No one has ever counted all the peaks on the maps, let alone climbed them, but there’s probably about 1,000 of them. JR has summited over half these peaks already (the big ones, mostly), meaning that he’s got roughly 500 small ones to go. “The bumps,” he’s calling this grail. It’ll involve 125 or so day trips, with each trip including about four peaks, such as they are.

When I hike with him again, it’s late May. The lady slippers are in bloom, and the ferns are starting to flourish. We drive northwest, up into the sparsely populated hinterlands near the Vermont border, and then hike a trail up Black Mountain, elevation 2,830 feet, for a lovely view from the granite ridge at the summit. There is actually another person up here—a haggard-looking guy who’s come, he says, for the “hangover cure,” having killed a 12-pack the evening before. We chat with him for a moment, and then we leave society entirely, dropping off the trail into the woods to bag Howe Hill, elevation 2,681 feet, and Little Bear Mountain, elevation 1,782.

These small rises are on JR’s “bumps” list, and they’re unimpressive. Little Black’s flattish summit is thick with trees, so that after we stumble around for five minutes, standing on various mounds, to make sure we’ve reached the actual peak, the only view I get is of the black flies swarming around my head. I feel a little let down. Despite what I’ve learned of JR, I find it hard to believe that he’s applying his formidable powers to these piddling hills. Is this how legends ease into retirement? As we descend, though, JR is attuned to the small delights all around us. “Bear scat,” he says, pointing. “Moose scat. Now, there’s a pitcher plant,” he says, elated by the discovery. “It’s carnivorous. That’s only the second time I’ve seen one.”

Gradually, I make peace with the smallness of this outing, for it’s pervaded, I realize, by a certain music. I’m out here with a guy patient enough to locate minor trailside wonders—a guy who knows that the world is big and worth exploring, but that each of us lives in one place and that we can live deepest if we find things to love in that place.

We round a bend, eventually. Then we come out onto an open expanse of granite bathed by the warm afternoon sun, and JR says, “Look. That same mourning dove was sitting there when we came by the first time.

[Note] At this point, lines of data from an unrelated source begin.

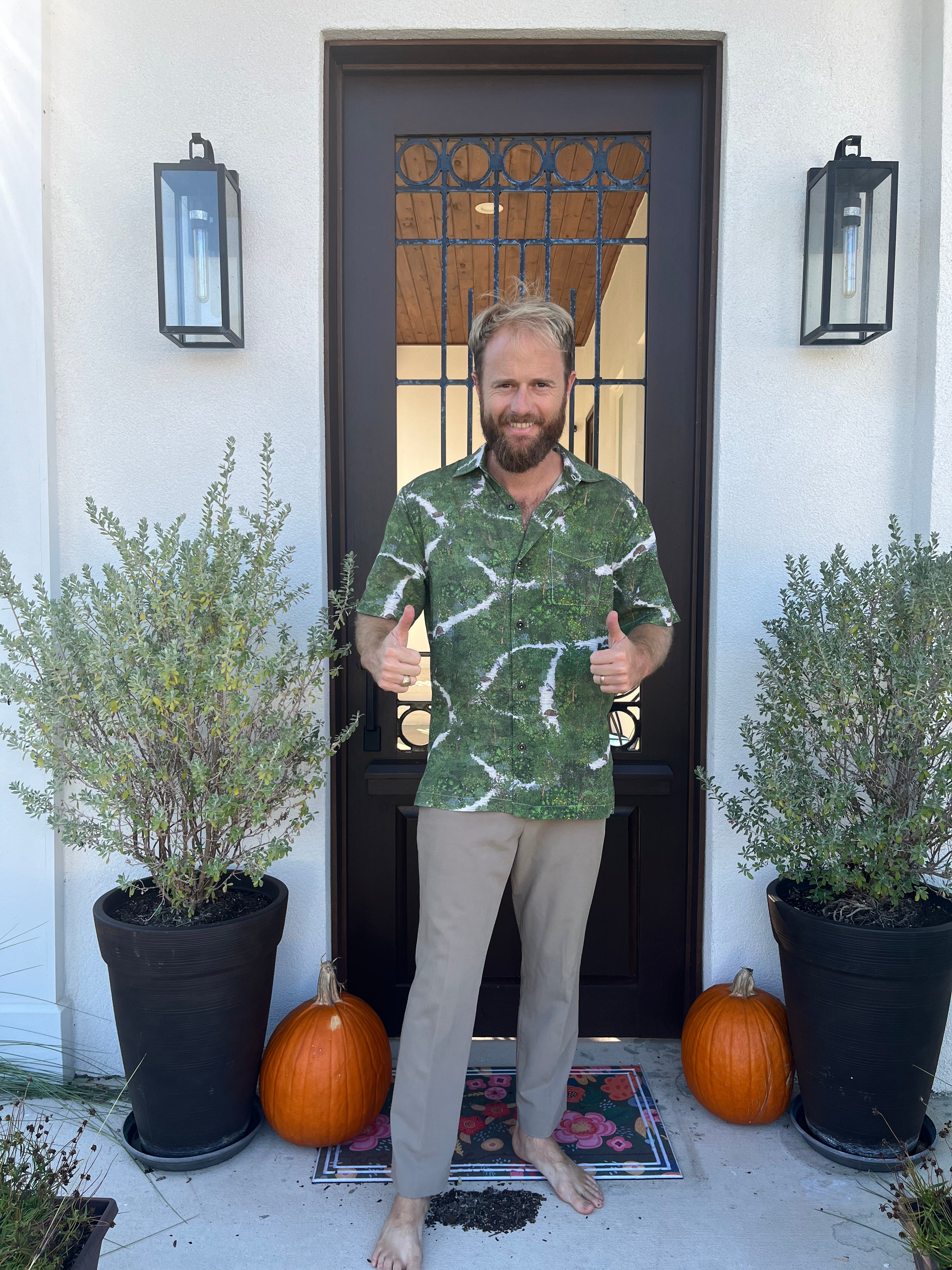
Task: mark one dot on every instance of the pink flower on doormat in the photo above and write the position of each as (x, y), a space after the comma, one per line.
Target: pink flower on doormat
(499, 1112)
(617, 1088)
(369, 1138)
(586, 1131)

Do you see it?”

I search for a moment amid the wildflowers and the waxy blueberry bushes, deep green beneath the blue sky. And then, I say, “Oh, yeah, there’s that bird. I see it.”

JR looks back at me. I glimpse that delighted smirk on his face again, and then we hoist ourselves up over a little crag of granite and keep moving along through the mountains.

Bill Donahue has swum across six bodies of water in Gilmanton, New Hampshire. He is also working on New Hampshire’s 4,000-footer list, slowly.